Maple Canyon is one of the most unique climbing destinations in Utah. The texture of the cobblestone rock is like no other place in the state. Just two hours south of Salt Lake, it’s the perfect destination for a weekend stay. With a variety of climbs and numerous locations to explore throughout the canyon, it is a great place to test your ability as a climber.

Climbers can camp near the crags in the huge canyon, but campsites need to be reserved in advance before the end of the season in October. This is the perfect spot for large groups, and amenities like single-family sites, walk-in tent sites, and picnic tables with fire pits make it easy to plan last minute. Ephraim is about 15 minutes south of the canyon, and is great place to stock up on food and supplies before spending time at the crag.

The main attraction of Maple Canyon is the 140 climbing routes ranging from 5.4 up to 5.14. The best places to start would be on Pipeline or Orangutan Wall. Pipeline has a great selection of short but steep routes while Orangutan has a variety of longer climbs. The best time of the year to go is during the summer months and the beginning of the fall. In October and November, it can get cold at night, but this is one of the best times of the year to be outside in Utah as the leaves begin to change and the days aren’t unbearably hot. The majority of the climbs offered in the canyon are single pitch sport routes, but there are a couple of multi-pitch routes. If you don’t get there before the snow comes, don’t sweat it. Maple Canyon also has a variety of ice climbing routes. The best times of the year for ice climbing range from December to the beginning of March. Keep in mind that you will have to skin up or hike to the climbing route as the campsites are closed down during the winter months. The majority of the ice climbs are single pitch, but there are a couple of multi-pitch climbs as well.

Photo courtesy of Lindsay Daniels

Photo courtesy of Lindsay Daniels

If you’re not big into climbing, Maple Canyon itself is stunning enough to go camping for a couple nights to experience its cobblestone cliffs. There are campfire rings, wildlife viewing areas, biking, horseback riding, as well as a couple hikes to explore throughout the canyon. There are three hikes to choose from that range from three to five mile loops branching out from the center of the canyon that feature small caves and waterfalls through the Box Canyon hiking trail. The Maple Canyon Loop trail will be great during the fall season to see the leaves changing because the trail takes you through and out above the canyon and overlooks the valley below.

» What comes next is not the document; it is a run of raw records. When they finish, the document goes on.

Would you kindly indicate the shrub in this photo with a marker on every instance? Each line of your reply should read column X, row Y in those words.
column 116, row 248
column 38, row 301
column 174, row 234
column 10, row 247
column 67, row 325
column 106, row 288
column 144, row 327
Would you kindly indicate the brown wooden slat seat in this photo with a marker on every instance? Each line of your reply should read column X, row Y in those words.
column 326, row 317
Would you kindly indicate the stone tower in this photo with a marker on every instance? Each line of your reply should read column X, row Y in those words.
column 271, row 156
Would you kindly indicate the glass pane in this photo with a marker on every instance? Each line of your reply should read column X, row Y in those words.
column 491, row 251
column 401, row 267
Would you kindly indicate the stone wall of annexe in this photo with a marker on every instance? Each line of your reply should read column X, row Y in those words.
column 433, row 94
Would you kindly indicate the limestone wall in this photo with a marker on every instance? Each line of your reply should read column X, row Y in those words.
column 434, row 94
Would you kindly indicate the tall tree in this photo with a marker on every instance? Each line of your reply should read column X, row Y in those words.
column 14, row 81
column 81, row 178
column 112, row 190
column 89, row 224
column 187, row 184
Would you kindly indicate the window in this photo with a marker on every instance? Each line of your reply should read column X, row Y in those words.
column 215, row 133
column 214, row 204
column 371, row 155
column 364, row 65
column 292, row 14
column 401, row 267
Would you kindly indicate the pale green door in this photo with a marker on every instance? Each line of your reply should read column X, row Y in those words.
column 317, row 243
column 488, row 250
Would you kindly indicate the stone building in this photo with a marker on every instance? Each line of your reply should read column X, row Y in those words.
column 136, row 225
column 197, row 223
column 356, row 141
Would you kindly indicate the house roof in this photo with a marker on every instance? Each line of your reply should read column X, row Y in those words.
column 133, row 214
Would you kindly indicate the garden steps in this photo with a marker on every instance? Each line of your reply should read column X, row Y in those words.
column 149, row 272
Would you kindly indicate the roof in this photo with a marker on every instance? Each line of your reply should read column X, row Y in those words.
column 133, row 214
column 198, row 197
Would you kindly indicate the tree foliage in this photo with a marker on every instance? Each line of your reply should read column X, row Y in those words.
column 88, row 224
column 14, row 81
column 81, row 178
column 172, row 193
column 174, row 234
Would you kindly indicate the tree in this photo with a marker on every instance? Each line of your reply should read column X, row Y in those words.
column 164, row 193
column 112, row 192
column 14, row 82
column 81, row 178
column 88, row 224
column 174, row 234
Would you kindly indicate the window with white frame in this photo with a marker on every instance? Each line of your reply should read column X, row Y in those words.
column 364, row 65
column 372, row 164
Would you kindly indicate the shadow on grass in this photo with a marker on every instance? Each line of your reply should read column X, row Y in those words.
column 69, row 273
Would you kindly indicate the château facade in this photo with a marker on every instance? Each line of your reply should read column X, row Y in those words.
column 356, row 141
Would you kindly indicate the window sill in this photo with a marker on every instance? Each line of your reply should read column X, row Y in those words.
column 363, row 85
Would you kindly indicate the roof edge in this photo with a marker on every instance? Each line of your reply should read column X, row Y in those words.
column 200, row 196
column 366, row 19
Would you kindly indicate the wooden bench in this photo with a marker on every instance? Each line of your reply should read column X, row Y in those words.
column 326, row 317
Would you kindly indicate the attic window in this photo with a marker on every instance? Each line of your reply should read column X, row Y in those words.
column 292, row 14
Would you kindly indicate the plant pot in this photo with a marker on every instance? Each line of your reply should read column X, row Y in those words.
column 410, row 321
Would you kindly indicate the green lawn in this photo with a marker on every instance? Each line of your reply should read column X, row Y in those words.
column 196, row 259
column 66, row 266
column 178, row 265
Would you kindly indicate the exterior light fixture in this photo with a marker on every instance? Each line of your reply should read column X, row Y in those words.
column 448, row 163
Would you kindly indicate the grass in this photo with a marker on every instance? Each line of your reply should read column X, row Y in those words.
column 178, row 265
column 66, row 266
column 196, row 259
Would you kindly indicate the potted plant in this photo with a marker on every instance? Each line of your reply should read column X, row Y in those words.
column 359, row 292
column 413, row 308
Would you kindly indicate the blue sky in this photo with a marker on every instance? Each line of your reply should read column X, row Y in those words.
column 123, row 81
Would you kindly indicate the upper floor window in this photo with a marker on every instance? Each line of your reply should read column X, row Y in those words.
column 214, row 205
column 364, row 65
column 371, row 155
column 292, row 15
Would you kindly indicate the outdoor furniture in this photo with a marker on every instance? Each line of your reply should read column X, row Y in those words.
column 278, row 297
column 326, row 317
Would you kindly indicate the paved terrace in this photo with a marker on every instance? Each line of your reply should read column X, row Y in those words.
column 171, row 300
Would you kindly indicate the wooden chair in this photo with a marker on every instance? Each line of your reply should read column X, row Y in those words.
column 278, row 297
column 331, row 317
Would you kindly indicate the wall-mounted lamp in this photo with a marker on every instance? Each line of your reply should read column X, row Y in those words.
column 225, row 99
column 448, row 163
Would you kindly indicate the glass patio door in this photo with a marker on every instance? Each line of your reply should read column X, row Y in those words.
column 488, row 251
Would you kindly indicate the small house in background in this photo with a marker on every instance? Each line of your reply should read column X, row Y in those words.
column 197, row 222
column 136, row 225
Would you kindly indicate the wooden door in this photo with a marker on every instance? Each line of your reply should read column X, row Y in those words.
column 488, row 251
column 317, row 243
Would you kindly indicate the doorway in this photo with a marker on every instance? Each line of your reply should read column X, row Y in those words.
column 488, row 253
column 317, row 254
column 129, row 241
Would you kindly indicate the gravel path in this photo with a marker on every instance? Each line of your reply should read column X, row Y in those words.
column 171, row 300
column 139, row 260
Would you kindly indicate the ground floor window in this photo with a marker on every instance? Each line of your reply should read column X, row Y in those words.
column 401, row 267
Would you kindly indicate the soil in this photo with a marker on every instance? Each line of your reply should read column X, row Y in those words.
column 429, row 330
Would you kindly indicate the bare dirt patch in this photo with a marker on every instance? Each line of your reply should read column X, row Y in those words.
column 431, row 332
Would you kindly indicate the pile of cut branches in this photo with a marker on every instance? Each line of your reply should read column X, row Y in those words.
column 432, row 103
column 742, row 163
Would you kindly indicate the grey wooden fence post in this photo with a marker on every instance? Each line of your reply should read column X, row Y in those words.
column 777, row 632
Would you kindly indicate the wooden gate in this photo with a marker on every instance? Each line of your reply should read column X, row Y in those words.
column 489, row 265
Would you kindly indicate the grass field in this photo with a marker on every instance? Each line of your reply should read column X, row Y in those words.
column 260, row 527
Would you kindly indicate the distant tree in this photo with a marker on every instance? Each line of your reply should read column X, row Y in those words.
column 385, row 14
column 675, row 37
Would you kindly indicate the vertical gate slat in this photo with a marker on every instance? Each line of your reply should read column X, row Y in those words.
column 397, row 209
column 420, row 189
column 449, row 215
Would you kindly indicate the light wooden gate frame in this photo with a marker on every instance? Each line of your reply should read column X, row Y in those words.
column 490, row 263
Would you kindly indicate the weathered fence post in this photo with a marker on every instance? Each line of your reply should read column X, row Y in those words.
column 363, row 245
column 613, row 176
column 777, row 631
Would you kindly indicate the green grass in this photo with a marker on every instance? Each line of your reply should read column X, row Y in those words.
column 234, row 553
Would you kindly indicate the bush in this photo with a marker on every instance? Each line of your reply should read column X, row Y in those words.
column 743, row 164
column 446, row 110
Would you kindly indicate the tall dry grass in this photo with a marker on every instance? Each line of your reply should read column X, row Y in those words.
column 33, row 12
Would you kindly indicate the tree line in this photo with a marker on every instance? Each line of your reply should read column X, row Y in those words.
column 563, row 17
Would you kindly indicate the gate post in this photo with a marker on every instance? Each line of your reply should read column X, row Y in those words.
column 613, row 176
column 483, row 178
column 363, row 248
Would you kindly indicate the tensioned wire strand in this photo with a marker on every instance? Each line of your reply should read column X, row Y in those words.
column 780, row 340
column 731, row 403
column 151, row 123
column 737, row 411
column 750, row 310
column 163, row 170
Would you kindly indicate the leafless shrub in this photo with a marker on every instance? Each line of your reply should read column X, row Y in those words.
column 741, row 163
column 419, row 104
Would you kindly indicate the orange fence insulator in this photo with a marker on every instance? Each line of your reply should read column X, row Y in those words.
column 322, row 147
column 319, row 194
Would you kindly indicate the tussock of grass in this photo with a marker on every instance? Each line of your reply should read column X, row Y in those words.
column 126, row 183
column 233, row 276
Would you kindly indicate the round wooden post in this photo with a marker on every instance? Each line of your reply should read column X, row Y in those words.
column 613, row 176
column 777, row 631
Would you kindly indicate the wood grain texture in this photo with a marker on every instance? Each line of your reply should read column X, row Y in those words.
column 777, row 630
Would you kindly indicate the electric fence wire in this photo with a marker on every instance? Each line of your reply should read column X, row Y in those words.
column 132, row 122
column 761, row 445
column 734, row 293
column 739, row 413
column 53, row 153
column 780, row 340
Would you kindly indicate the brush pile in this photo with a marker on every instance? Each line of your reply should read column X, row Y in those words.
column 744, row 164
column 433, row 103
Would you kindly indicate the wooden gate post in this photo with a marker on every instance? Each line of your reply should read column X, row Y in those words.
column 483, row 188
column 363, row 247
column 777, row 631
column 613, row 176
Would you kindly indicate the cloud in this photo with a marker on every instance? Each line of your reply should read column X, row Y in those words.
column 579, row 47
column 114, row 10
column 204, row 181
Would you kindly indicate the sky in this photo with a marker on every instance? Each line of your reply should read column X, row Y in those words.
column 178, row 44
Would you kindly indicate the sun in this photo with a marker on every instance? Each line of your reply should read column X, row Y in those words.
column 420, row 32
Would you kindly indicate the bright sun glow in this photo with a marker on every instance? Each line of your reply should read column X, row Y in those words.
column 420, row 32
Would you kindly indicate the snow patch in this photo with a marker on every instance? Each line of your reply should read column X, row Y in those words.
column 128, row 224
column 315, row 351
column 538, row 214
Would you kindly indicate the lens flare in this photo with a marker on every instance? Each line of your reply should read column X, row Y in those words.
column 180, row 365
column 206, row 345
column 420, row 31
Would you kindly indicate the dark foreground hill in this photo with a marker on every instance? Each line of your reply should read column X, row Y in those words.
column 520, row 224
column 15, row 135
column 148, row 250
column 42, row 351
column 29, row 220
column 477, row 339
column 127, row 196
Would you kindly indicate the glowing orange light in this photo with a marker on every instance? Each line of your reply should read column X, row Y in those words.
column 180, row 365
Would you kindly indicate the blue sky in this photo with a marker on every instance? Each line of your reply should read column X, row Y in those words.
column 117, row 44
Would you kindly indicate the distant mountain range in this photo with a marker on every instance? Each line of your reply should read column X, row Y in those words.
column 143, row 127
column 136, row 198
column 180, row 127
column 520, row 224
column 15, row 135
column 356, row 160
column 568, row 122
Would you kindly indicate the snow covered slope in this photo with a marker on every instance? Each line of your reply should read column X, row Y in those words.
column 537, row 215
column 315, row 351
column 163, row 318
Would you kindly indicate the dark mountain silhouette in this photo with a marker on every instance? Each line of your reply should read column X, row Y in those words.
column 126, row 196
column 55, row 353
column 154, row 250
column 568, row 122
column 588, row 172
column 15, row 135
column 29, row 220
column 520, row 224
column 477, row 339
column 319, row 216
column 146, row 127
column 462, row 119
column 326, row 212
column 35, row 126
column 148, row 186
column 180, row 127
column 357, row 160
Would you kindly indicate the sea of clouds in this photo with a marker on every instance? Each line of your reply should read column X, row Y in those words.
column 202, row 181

Whether you are a seasoned climber who has traveled all over the world for climbing or someone who is just looking for a vacation from the Salt Lake Valley, Maple Canyon is definitely a location for your list. Its close proximity to Salt Lake will keep you coming back multiple times a year to experience all that the canyon has to offer.

DIY Trip

DAY 1: The first day is spent packing and getting to Ephraim, Utah, which is the nearest town to Maple Canyon. Pick up all the supplies you need for your stay and anything you might have left at home. You can leave later in the day since the drive only takes a couple hours. Next, make your way back towards the canyon and your campsite.

DAY 2: Today is spent climbing many of the crags the canyon has to offer. I recommend starting out at Orangutan Wall or going to Pipeline.

DAY 3: Today will be a break from climbing and a day spent exploring the rest of the canyon. I recommend hiking on the Maple Canyon Loop. This hike is 5 miles long, so be sure to take your time. There is no need to rush!

DAY 4: Today is spent rock climbing in Box Canyon. These climbs are longer but they offer a couple more challenging aspects such as large overhangs. Plus, the approach through Box Canyon is something you can’t pass up. Today can either be your last day in the canyon, or the next day. It depends on your stamina and how long you are able to keep climbing.